Debra Burlingame, a lifelong Democrat who lost a brother in the September 11 terror attacks, says other “9/11 families” are wrong to try to stifle debate by demanding that President Bush stop using TV ads that include images from that day.

“It is one thing for individual family members to invoke the memory of all 3,000 victims as they take to the microphone or podium to show respect for our collective loss. It is another for them to attempt to stifle the debate over the future direction of our country by declaring that the images of 9/11 should be off-limits in the presidential race, and to do so under the rubric of ‘the Families of September 11.’

“They do not represent me. Nor do they represent those Americans who feel that September 11 was a defining moment in the history of our country and who want to know how the current or future occupant of the Oval Office views the lessons of that day,” Miss Burlingame said.

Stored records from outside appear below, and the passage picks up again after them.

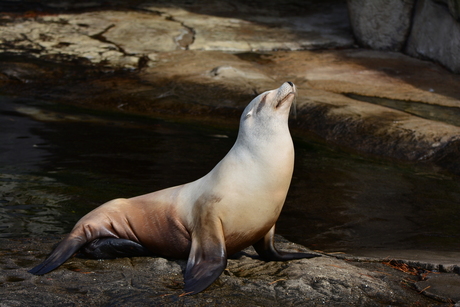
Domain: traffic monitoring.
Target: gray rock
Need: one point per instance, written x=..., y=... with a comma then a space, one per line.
x=382, y=25
x=425, y=41
x=248, y=281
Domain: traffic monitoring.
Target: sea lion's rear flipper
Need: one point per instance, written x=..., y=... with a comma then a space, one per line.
x=207, y=259
x=111, y=248
x=61, y=253
x=266, y=249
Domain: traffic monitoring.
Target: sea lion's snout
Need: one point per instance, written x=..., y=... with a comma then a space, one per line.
x=284, y=93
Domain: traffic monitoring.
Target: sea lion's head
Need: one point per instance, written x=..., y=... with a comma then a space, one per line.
x=270, y=106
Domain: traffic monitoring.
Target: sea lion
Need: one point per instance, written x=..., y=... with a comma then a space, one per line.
x=232, y=207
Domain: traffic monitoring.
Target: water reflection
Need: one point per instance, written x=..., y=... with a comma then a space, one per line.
x=56, y=169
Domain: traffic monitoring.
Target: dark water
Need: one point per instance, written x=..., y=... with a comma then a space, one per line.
x=59, y=162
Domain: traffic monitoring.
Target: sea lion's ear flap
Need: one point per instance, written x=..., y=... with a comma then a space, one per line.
x=207, y=260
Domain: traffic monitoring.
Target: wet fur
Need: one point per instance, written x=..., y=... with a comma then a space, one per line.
x=234, y=206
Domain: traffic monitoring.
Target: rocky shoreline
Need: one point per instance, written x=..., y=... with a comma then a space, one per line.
x=188, y=62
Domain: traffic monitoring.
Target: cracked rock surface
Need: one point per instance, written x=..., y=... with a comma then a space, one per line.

She added: “I suspect that the real outrage over the ads has more to do with context than content. It’s not the pictures that disturb them so much as the person who is using them. This is demonstrated in their affiliation with Moveon.org, a rabidly anti-Bush group that sponsored a rally they held last Friday calling for the president to pull his ads off the air. But by disingenuously declaring themselves ‘nonpartisan’ and insisting that it is a matter of ‘taste,’ they retain a powerful weapon that they have learned to exploit to their advantage.”

Slow learners

Some people, no matter how often they are corrected, can’t seem to accept that President Bush repeatedly had justified an invasion of Iraq as removing a threat before it became imminent.

Still, we were surprised to read this line from the New York Times’ lead editorial yesterday: “The Bush administration’s case for invading Iraq was based on a supposedly imminent threat from Iraqi unconventional weapons.”